Joshua Xu is co-founder and CEO of HeyGen, an AI video creation and translation platform that recently raised $60 million at a $500 million valuation from investors including Benchmark. HeyGen lets users create, localize, and personalized video content using AI-generated avatars, eliminating the need for cameras and traditional video production workflows. Joshua discusses HeyGen’s viral moments, the technical challenges of building engaging avatars, how enterprises are using AI video tools, the company’s approach to trust and safety around voice cloning, competitive dynamics with platforms like TikTok and Snap, and his vision for where video creation is headed by 2030.
HeyGen’s Viral Moments and the “Magic” of AI Video
HeyGen has had several viral moments, most notably when public figures like Elon Musk used the platform to dub a speech by the president of Argentina into multiple languages at the World Economic Forum.
Joshua describes these moments as unexpected — the team focuses on shipping product improvements and listening to customers, trusting that a breakthrough moment will eventually resonate with the market.

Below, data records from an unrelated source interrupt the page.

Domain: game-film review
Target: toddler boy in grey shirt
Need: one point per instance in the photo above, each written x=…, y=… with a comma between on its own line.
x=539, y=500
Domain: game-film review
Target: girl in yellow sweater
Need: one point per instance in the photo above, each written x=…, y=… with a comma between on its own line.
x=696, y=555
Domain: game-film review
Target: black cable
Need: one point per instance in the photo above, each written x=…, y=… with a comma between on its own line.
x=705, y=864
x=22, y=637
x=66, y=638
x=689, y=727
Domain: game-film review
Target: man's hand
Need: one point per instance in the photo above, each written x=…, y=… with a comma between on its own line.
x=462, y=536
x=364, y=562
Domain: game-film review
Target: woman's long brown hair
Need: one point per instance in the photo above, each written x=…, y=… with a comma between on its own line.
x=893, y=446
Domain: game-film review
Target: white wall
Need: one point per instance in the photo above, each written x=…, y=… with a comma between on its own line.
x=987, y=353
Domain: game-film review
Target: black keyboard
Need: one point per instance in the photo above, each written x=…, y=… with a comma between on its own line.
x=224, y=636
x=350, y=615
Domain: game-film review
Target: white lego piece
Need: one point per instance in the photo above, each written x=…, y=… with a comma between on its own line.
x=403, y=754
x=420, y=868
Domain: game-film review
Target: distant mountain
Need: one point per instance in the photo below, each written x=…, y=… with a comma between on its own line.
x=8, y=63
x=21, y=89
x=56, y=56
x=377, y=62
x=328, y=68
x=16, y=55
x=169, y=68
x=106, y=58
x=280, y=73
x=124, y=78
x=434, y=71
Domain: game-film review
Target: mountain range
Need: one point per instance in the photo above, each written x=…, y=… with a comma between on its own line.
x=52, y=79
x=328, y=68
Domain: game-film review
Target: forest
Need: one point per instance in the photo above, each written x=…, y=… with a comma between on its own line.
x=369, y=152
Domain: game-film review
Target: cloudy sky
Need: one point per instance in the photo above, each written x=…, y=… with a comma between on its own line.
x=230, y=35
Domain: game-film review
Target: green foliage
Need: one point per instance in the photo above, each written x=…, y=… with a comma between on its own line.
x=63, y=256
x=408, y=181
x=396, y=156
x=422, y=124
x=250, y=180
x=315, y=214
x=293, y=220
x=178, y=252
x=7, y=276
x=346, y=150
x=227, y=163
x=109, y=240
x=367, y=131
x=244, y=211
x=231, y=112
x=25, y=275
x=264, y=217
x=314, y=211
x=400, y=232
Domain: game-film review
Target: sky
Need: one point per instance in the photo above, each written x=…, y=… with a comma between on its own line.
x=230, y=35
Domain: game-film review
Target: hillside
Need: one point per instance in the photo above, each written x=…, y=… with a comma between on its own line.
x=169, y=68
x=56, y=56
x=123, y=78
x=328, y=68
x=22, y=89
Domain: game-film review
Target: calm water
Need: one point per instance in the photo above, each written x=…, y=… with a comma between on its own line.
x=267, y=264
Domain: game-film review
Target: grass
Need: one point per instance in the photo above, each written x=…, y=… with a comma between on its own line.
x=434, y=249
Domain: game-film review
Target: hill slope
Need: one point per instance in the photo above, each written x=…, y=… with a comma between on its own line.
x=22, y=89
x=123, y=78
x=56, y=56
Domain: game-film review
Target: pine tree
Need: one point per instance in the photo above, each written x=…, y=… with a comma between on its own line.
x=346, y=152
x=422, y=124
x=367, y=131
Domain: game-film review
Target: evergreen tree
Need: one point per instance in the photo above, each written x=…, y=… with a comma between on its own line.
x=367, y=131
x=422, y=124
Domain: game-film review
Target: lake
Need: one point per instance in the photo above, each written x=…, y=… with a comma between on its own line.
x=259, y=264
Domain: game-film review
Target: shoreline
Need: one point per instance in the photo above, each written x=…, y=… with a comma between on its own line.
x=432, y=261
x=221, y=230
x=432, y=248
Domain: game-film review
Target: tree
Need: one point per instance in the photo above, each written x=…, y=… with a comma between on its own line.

The first “magic moment” for Joshua personally was creating his own avatar and watching himself speak on screen — a moment that convinced him of the product’s potential.
He now uses his avatar internally for things like product update emails, finding it far easier than recording himself on camera.
The Future of AI in Video Production
Joshua frames HeyGen’s mission as replacing the camera in video production. Traditional video requires filming with a camera and then editing footage — generative AI changes both steps.
Instead of filming, AI can generate footage directly. Instead of timeline-based editing, future tools may use script-based or document-style interfaces to assemble videos.
HeyGen started from the belief that video is just binary data (zeros and ones) and that machines can learn to generate it — even before the term “generative AI” was widely used.
The company’s north star is AI quality: can generated footage truly replace camera footage? This depends on lighting, lip sync, body motion, gesture, and whether the presenter’s expressions match the script.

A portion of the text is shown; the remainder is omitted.